Source: MIL-OSI Submissions
Source: Reserve Bank of New Zealand
14 June 2022 – The first stage of the Reserve Bank’s Liquidity Policy Review has shown broad support for the review.
The objective of our liquidity policy is to strengthen financial stability by lowering the likelihood of liquidity problems affecting the deposit takers we regulate, and improve their ability to manage such problems.
We launched our Liquidity Policy Review in February 2022 with a consultation on the proposed issues and scope for the review. It also contained the principles we proposed be used to guide the review and our decision-making, Deputy Governor Christian Hawkesby says.
“We received submissions from across the deposit taking sector and we would like to thank submitters for taking the time to provide their views. Respondents to the consultation supported reviewing our liquidity policy now. They agreed that given the developments in international practice since our liquidity policy was introduced in 2010, and our recent Liquidity Thematic Review, now was a good time to review the policy to ensure that it remained fit for purpose,” Mr Hawkesby says.

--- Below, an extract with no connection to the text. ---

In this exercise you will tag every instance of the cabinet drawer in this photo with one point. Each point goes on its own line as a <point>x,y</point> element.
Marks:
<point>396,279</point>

Submitters also generally agreed with the proposed scoping of the review, but asked that we consider the broader prudential landscape, including implementation of the forthcoming Deposit Takers Act, and the potential implications this may have for our liquidity policy. Bank submitters also provided a list of areas of the current liquidity policy that they thought we should focus on.
In response to feedback received, we also amended one of our review principles, to ensure that one of the aims of the review is to promote and facilitate consistent interpretation and implementation of our revised liquidity policy.
We intend to issue at least three more consultation papers as part of the Liquidity Policy Review, with the second consultation paper due to be released later this year. In response to feedback expressed by stakeholders over the amount of regulatory initiatives currently underway, we have extended the overall review timeline by several months.